I often tell my students to climb their metaphorical tree for that perspective; if they can see their problems from that higher view, they can be outside of them and removed enough to see things more clearly, more objectively. Sometimes the shift in perspective is all we need.


With that new perspective, we see things that sometimes can be more magical than the reality we perceive.



Wednesday 16 October 2013

a positive spin

a positive spin

Sandy's theme, "The Hamster Wheel of Life", got me thinking. I first thought about life in general and where we all end up. Then I remembered some really great photos I took at an old country cemetery. But this thinking was a bit negative, so I started thinking about the literal hamster wheel of life. When do we actually ride wheels? I remembered this photo I took at Santa Monica Pier in California. After showing Sandy my art for her book, she said it's the antithesis of the hamster wheel of life...another way to look at things. I googled hamster wheel and found this:

When life's melancholies and loss get to us, we need a spin on a ferris wheel. Hence the title, "a positive spin".

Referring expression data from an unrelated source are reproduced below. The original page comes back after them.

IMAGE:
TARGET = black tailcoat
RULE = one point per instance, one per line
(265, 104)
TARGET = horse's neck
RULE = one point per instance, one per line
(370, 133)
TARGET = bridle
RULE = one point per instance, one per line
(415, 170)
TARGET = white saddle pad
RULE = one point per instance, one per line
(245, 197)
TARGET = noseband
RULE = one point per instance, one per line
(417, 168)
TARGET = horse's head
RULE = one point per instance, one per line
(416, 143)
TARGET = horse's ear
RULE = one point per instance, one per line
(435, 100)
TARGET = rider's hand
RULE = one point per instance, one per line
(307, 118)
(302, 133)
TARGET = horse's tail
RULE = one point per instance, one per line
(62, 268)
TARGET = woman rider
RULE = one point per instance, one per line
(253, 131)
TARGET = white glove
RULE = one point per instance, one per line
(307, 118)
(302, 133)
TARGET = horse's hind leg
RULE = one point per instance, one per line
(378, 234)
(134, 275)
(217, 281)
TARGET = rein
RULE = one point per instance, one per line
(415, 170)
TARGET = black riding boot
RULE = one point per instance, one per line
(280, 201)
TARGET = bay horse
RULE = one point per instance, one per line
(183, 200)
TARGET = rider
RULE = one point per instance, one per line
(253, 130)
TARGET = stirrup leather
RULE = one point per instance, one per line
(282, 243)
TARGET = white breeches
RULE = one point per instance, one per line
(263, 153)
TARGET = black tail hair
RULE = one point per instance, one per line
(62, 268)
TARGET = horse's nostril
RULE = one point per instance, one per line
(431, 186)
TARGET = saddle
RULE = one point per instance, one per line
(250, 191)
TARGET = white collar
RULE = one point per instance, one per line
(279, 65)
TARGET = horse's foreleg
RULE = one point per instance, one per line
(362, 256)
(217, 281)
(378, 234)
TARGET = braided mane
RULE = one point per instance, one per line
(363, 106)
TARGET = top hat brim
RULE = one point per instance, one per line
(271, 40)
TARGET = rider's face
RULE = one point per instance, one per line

I turned this photo into a faux painting in Photoshop with the Oil Painting tool.

Tuesday 15 October 2013

An Invitation to Explore


Thanks to Heather's book and her invitation to explore, I finally got around to trying out something I've been meaning to do for a while.  I used the Paper 53 app to create different versions of the letter "e."  Originally, I was going to stop at one, but I couldn't help it.  The further I went, the more surprised I was at what I discovered.  I just wish I took more time to explore in my regular life.  Thanks, Heather!

Heidi's entry in Jonaca's book, "At a Crossroads"



Jonaca's "At a Crossroads" led me to this path intersection. I enjoyed trying to make "rocks" for the path and "wind" in the sky behind the trees.

Monday 14 October 2013

Becky sketches in Linda's book: Thinking on my two backyards

I'm of two minds these days. Linda Blaize's theme of "Art and Inspiration in my own backyard" gave me even more reason to ponder and wrestle and drive everyone in my house crazy.  November break needs to come QUICK.


Sunday 13 October 2013

#learning2 Sketch

I learned a lot this weekend at the #learning2 conference.  I had an amazing opportunity to be in the presence of so many creative educators that good things were bound to rub off on me (and fittingly for Kelly's theme, it was absolutely NOT a waste of time).  I was fortunate to attend a 1 hour session on "visual note-taking" where the unbelievably talented Nicki Hambleton (@itsallaboutart) got us going taking notes on an iPad with Adobe Ideas.  The section on "A Whole New Mind" in my sketch is what I completed during her session, and the rest of the stuff on the page is some doodling I did afterwards, plus some photos taken along the way (thanks, +Jay Atwood +Nicki Hambleton @klbeasley )

I've been inspired.  I'm purchasing a stylus and there'll be no turning back for me!